16. The next argument on behalf of the appellants was that the clause was void for uncertainty under Section 29, Contract Act. The uncertainty is supposed to arise from the fact that ine registered office of the defendant company is at Kanpur while the mills are in Majhaulia. A glance at the contract will show what was meant by the parties. The seller's address is given as Majhaulia and the court of seller's jurisdiction must be held to be the court which would have jurisdiction to decide dispute which arises at Majhaulia. We hold that Clause 8 of the suit contracts is not void on this ground.
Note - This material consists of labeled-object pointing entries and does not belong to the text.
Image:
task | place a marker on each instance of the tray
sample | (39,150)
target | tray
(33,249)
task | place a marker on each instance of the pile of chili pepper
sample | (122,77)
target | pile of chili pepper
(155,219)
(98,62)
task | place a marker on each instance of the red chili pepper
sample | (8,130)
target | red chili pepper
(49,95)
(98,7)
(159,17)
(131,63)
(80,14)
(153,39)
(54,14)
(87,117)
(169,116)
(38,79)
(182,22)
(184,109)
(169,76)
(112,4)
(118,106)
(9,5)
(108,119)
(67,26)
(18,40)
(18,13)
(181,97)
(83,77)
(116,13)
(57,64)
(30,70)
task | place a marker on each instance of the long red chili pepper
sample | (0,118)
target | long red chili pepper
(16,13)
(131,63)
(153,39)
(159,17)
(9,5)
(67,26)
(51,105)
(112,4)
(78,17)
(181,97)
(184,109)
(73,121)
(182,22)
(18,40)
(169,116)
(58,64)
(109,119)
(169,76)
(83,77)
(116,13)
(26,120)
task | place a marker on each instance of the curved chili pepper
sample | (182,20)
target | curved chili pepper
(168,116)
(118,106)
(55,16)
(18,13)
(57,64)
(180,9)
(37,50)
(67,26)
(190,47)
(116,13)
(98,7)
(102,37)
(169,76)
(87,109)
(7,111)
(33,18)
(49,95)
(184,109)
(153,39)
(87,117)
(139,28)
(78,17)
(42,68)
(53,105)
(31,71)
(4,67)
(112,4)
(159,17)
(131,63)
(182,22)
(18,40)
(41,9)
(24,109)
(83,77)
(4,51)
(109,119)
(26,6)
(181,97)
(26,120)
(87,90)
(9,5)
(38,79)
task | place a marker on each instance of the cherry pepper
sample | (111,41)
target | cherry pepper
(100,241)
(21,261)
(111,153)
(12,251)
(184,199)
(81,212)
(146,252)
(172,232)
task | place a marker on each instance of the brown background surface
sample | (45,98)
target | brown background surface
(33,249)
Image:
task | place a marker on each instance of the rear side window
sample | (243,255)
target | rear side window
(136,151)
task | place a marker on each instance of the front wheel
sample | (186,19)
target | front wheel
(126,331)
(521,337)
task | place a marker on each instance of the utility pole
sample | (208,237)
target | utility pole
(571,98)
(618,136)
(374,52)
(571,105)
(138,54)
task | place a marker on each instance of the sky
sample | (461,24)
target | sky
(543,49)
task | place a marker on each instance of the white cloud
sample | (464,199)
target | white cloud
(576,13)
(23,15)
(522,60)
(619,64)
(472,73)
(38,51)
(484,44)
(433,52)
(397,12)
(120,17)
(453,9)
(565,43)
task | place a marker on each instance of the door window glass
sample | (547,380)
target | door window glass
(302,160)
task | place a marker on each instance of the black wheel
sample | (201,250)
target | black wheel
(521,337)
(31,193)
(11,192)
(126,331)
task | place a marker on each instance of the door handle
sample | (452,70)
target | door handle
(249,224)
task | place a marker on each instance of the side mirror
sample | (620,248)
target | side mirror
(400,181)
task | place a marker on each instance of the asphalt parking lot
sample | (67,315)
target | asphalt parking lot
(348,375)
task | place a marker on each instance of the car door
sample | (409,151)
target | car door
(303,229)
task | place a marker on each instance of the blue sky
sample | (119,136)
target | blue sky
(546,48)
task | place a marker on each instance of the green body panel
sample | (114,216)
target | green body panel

17. Mr. Azizuddin for the appellants also contended that the defendant must be deemed to have waived the objection to the jurisdiction of this court. His contention is founded on the following facts, viz., that the defendant filed a vakalat and an application for extension of time to file the written statement. There is no substance in this contention because, as already mentioned, the defendant entered appearance under protest and filed the applications for revoking the leave before he filed any written statement pleading on the merits.
18. There is one other argument of Mr. Aziz-uddin which we are unable to follow, viz., that that part of Clause 8 which provides for institution of a suit in the court of the seller's jurisdiction comes into force only on failure of arbitration and as there had been no attempt at arbitration that provision cannot be relied upon. If the argument is that a suit cannot be instituted unless there has been an attempt at arbitration, then logically the present suits must fail on that ground and we do not think Mr. Aziz-uddin intended to say this. There is nothing in this contention.
We entirely agree with the reasoning and conclusion of Rajagopalan J. and dismiss the appeals with costs.